Captation de la valeur issue des usages

Ces plateformes opèrent une captation de la valeur créée par les usagers, ce qui produit un changement du ratio entre la valeur produite et la valeur captée. Ainsi, les réseaux sociaux se fondent sur des contributions bénévoles – même si elles sont plus rares que cela est souvent imaginé : elles sont toutes valorisables sur ces plateformes qui produisent très peu de valeur en elles-mêmes.

Par ailleurs, les plateformes s’appuient sur une vaste économie des données personnelles. Le traitement automatique de bases de données massives collectées à partir des données des utilisateurs ne concerne plus seulement Apple, Alphabet, Microsoft, Facebook et Amazon, qui sont les cinq premières capitalisations boursières mondiales. Les entreprises du CAC 40 adoptent progressivement les mêmes réflexes. Ainsi, la SNCF ambitionne à monétiser les données de ses utilisateurs pour optimiser son réseau et pour faire évoluer son modèle d’affaires. Cet effort se manifeste par exemple par la création de TGVpop[5], un mix d’Uber, de Facebook et de la SNCF : certains trains ne circulent que s’ils affichent suffisamment de « likes ». Comme Laurent Gille l’évoque dans l’ouvrage Aux sources de la valeurDes biens et des liens[6], ce sont ainsi les relations qui deviennent sources de valeur, et non plus des biens.
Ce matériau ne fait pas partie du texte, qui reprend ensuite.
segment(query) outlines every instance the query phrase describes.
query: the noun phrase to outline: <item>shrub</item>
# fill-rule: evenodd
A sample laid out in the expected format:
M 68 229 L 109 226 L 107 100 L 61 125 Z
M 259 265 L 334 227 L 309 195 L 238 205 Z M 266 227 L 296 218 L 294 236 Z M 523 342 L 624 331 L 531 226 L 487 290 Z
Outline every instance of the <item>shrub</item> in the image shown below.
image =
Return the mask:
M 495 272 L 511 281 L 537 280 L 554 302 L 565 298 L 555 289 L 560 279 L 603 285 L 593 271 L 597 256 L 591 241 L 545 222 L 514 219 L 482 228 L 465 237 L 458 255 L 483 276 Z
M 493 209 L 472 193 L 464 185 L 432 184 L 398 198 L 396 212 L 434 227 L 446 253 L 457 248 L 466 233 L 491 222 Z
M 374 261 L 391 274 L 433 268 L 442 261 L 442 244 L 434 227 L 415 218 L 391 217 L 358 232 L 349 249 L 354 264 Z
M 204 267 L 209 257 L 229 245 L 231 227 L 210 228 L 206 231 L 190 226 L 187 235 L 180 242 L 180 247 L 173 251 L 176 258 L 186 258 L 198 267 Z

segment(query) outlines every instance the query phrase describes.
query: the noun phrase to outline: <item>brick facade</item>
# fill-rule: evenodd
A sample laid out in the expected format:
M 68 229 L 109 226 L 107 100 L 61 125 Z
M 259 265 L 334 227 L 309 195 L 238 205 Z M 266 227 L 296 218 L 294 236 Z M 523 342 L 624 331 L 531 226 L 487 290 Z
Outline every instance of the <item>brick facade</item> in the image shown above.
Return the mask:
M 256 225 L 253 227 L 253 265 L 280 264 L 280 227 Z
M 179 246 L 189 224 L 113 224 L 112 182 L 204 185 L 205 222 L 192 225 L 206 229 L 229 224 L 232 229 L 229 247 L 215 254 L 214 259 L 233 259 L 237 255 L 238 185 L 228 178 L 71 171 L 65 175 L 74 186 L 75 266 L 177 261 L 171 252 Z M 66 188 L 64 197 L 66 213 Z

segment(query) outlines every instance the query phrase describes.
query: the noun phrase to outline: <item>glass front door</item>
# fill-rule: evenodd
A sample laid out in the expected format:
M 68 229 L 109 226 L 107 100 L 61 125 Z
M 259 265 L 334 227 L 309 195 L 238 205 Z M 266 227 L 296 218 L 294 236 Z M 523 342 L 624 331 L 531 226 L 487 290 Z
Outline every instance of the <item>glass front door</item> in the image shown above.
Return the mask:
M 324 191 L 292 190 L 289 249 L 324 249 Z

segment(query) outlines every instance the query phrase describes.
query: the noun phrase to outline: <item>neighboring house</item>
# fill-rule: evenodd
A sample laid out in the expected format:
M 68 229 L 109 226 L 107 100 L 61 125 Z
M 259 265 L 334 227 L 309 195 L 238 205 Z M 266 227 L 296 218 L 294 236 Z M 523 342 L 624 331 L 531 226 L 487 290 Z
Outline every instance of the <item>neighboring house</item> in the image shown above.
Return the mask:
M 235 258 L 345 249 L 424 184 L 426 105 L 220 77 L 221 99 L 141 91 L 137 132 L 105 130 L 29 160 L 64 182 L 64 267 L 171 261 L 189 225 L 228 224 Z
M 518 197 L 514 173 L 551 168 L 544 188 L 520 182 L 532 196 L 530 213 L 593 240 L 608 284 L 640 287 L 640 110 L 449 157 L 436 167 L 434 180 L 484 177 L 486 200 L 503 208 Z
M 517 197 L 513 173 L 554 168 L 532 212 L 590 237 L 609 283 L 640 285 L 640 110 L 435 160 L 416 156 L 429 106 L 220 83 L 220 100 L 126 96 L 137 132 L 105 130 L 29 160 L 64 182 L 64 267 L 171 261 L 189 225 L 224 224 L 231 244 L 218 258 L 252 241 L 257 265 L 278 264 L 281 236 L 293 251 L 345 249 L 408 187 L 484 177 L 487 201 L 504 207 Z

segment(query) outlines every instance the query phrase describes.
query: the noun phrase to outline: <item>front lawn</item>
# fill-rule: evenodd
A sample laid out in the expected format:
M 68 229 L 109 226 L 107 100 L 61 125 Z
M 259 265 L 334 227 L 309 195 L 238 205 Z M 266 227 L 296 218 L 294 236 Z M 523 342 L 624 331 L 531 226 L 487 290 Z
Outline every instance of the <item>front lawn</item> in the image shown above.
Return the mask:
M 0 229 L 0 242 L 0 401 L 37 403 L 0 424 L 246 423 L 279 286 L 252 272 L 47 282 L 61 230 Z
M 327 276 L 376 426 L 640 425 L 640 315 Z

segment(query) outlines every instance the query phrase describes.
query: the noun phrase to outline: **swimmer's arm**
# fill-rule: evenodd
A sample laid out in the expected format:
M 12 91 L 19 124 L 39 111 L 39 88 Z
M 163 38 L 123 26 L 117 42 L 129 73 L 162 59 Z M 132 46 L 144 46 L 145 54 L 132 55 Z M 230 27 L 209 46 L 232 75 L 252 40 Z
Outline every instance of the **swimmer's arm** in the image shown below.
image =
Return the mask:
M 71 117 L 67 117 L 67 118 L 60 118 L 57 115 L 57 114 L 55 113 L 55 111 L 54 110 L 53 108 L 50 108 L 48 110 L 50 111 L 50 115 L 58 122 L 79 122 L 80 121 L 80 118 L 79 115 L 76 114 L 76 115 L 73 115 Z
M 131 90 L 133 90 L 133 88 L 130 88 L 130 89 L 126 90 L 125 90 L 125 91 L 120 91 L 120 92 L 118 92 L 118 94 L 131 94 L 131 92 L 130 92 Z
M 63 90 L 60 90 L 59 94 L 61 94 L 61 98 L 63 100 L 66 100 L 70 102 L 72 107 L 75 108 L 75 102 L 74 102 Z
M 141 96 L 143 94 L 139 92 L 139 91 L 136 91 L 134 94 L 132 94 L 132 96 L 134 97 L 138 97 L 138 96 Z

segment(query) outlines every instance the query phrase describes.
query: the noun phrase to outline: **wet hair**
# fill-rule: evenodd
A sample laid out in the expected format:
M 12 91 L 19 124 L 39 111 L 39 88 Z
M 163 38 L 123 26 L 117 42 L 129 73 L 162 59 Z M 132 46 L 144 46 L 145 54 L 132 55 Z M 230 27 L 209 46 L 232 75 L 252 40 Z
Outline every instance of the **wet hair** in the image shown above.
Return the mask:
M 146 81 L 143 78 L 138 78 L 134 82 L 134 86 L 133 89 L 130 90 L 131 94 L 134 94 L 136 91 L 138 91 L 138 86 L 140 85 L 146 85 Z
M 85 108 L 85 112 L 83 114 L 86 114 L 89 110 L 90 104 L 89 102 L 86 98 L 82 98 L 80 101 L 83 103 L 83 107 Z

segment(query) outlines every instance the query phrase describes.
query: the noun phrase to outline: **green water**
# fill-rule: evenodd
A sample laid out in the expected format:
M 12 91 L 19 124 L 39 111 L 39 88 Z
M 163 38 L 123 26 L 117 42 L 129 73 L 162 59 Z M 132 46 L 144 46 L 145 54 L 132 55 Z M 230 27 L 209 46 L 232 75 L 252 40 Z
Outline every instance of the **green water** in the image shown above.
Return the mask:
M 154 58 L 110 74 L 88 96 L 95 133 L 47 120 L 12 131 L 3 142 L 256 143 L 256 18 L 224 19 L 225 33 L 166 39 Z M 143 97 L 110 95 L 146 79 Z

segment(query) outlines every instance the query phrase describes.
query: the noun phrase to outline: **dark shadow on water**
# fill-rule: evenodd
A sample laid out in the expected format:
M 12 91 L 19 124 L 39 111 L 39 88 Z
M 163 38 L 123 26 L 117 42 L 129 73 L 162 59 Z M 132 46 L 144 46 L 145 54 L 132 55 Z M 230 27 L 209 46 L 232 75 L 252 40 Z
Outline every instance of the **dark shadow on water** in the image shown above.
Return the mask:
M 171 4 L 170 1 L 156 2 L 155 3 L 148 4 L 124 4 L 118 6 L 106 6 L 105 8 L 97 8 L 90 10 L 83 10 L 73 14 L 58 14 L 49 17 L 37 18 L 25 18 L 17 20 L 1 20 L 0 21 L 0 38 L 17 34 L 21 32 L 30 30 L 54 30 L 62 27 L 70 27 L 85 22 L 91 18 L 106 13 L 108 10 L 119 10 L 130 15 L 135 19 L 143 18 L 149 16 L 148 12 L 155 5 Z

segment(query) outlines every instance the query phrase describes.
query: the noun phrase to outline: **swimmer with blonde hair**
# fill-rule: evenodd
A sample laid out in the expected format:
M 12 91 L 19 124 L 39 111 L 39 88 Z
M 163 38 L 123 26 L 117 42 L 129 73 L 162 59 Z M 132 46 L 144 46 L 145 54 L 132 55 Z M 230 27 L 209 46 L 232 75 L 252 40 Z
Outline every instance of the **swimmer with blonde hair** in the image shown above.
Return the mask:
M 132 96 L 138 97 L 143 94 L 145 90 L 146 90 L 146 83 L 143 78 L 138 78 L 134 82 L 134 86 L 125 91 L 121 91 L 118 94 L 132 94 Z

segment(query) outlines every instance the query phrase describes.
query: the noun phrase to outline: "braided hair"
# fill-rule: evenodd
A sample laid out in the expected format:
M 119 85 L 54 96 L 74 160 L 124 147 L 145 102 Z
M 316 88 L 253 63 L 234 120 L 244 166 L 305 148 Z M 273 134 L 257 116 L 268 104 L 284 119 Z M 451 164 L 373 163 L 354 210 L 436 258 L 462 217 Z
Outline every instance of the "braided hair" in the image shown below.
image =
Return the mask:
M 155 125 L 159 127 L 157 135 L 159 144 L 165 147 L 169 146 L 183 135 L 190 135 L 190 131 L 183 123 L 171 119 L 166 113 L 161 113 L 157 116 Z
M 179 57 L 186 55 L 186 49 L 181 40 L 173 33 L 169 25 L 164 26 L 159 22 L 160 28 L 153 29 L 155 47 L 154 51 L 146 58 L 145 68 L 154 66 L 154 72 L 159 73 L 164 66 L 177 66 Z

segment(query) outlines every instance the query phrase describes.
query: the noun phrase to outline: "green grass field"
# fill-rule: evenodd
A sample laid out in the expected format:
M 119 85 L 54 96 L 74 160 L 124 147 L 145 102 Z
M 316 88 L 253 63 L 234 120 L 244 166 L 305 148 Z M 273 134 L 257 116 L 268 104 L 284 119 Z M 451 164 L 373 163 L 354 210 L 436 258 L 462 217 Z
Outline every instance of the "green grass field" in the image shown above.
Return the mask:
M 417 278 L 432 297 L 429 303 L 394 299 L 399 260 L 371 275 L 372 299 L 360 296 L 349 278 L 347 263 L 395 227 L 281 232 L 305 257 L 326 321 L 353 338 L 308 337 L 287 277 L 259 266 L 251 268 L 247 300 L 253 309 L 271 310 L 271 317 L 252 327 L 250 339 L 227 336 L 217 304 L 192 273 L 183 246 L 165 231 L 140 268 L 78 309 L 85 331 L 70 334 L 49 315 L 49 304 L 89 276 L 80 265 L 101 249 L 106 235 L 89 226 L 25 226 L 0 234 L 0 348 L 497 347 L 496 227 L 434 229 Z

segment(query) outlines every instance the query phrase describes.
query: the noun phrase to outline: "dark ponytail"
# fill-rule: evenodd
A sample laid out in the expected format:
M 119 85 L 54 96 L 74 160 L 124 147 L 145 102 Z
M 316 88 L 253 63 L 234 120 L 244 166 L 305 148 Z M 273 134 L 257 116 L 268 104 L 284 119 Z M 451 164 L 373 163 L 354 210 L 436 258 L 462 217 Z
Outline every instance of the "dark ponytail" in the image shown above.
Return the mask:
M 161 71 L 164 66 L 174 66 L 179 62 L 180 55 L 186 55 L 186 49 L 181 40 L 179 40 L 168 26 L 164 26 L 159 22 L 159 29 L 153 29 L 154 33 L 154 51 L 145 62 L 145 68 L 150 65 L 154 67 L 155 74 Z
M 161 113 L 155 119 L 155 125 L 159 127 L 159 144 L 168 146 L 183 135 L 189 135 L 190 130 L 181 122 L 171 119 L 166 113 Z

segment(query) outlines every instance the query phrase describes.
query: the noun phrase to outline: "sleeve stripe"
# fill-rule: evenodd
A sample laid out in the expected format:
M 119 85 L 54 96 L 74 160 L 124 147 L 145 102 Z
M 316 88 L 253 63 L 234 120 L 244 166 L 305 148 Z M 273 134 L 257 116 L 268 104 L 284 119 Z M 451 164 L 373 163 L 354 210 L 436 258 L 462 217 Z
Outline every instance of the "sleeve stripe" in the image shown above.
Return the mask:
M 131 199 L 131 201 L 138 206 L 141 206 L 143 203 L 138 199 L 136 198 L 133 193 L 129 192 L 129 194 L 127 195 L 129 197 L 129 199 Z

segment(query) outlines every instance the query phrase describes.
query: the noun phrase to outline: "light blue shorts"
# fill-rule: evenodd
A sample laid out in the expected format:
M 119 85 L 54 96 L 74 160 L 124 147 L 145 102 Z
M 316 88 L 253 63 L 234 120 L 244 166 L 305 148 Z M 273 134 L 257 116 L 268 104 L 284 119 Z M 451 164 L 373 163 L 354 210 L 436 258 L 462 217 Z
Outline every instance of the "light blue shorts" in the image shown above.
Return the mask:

Dans ce contexte, les plateformes opèrent encore un autre changement, plus important pour notre propos : celui du ratio entre emploi formel – rémunéré par un salaire établi par contrat de travail – et travail implicite. Ce dernier apparaît lorsque les utilisateurs transmettent leurs données personnelles ou laissent connaître des comportements monétisables. La plateformisation transforme les entreprises en mécanismes de coordination d’acteurs sociaux qui opèrent une marginalisation – ou crowding out, c’est-à-dire éviction – de la force de travail. Un nombre de plus en plus réduit de personnes travaillent au sein de entreprises-plateformes (salariés formels) tandis que l’essentiel de l’activité est réalisé à ses alentours via des mécanismes d’externalisation (sous-traitance, offshoring, essaimage, etc.), où travaillent les communautés d’usagers. Ces derniers se transforment ainsi en coproducteurs, notion déjà identifiée par les sociologues dans les années 1970 dans le travail produit autour des entreprises. Le travail des consommateurs, concerne non seulement Internet mais aussi toutes les grandes surfaces où chacun devient son propre caissier, son propre évaluateur, formateur, contre-maître, comme l’explique la sociologue Marie-Anne Dujarier[7]. Il s’agit à présent d’associer à ces aspects la reconnaissance du travail immatériel des personnes qui produisent des contenus cognitifs.

Le digital labor

En français, on ne traduit pas le terme digital labor, car le mot « travail » a plusieurs sens : il désigne à la fois la transformation de la réalité physique (ce que les allemands appelleraient Werk et les anglais work) et un ensemble de relations sociales : « travailler pour », « travailler avec », etc (que les allemands appelleraient Arbeit, et les anglais, justement, labor). Le digital labor désigne alors le travail de relations sociales effectué sur les plateformes numériques. Il ne s’agit pas d’une travail « numérique », mais bien d’un travail « digital », car il est effectué avec les doigts, c’est-à-dire il est un travail du clic. Le digital labor comprend ainsi de nombreuses activités. Sur certaines plateformes, il s’agit de travail à la demande : ainsi, Uber affirme se cantonner à une intermédiation algorithmique qui garantit que le passager A rencontrera le chauffeur B. Ce dernier passe alors son temps, plus qu’à conduire à réaliser ce « travail du doigt » pour planifier sur l’application mobile son activité durant la semaine, gérer sur internet sa réputation et l’évaluation par les passagers, personnaliser son profil, effectuer de tâches de construction de la présence numérique. Il en va de même des passagers qui doivent gérer leur réputation. La gestion de l’évaluation réciproque devient un véritable travail dont chacun ressent les effets.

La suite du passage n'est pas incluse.